Crypto Trading in South Korea Is Dying; Steep Market Crash And Hacks Are Turning Traders Away

It seems that crypto traders in Korea have slowly started to move away from it. Trading across the board has considerably less volume in the past few months. Kimchi’s premium has all but vanished, heralding the collapse of various minor cryptocurrencies across the Korean market. South Korean traders are simply not in the mood to buy anymore, at least for the most part.

Dovey Wan, PrimitiveCrypto’s co-founder, commented about the matter. She stated that the Korea Market is “pretty dead.” She said that, even with the fiat on-ramp, the Korean trading community is experiencing an extreme case of fatigue. She expressed this all via twitter.

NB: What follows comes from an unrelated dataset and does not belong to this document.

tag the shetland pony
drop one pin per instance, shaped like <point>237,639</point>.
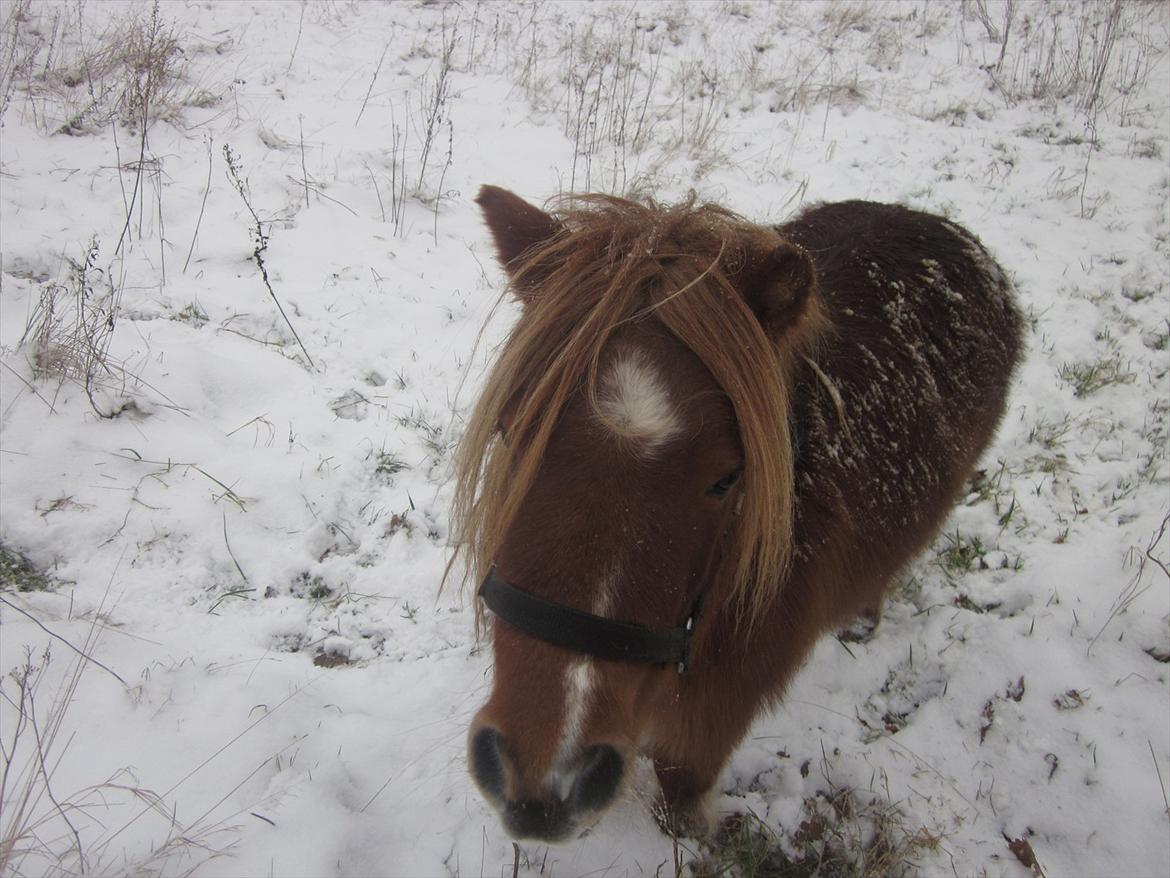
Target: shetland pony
<point>703,444</point>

Bithumb, one of Korea’s most powerful trading platforms, led the Korean Market to lead Bitcoin’s highest price peak in history. One BTC was worth $20,000 in Korean won, with altcoins popping up there gaining a massive boost as well. The Korean market was a very profitable one indeed, and many an ICO projects relied on it as a source of price discovery. Most of those altcoins have lost almost all their value, by now. Such is the way of the beast.

The real nail in the coffin could be considered Bitcoin Cash’s (BCH) wild ride in Korean markets. They held a price well above $2500 before crashing and crashing hard. A bear market followed shortly after, spelling an end for most of the speculative appetite. As the final insult, South Korean exchanges were under cyberattack, reportedly by the Lazarus group, a group of hackers working for North Korea. It wasn’t a fun time to do business.

Obviously, the altcoin market took a decent hit from this, with a few exceptions, of course. With the lack of anything good happening, exchanges are moving out into new frontiers to try and earn their money. With even giants like Binance seeing significant volume drops, it’s somewhat understandable. In the past, Altcoins had served as a way to increase activity, but as Korea’s market scaled-down, so did the altcoins. Multiple pairs remained completely inactive, heralding imminent delisting.

In another tweet, Wan pointed out that even the chat groups are being abandoned. If they’re not abandoned, they switch topics to something else entirely unless they’ve already been disbanded.

An Altcoin Winter

Observations show that the so-called “Altcoin Season” won’t happen any time soon. In fact, a purge is happening as many minor altcoins lost any and all liquidity and value, with no hope of recovery. It’s how the cookie crumbles, and it’s a bitter cookie, to begin with.

The fiat on-ramp for the Korean won was insufficient to keep the money flowing. It was only possible for locals who could open bank accounts in Korea to even access it, after all. While the Korean won was once the most active BTC pairing, it now only adds 1.64% to overall BTC trading.

Even as the winter overtook South Korea’s trading, there is still a chance for a thaw. Stablecoins, asset-backed cryptocurrencies, are seeing a growing amount of money flowing between them. It may not be much, but it will help a lot.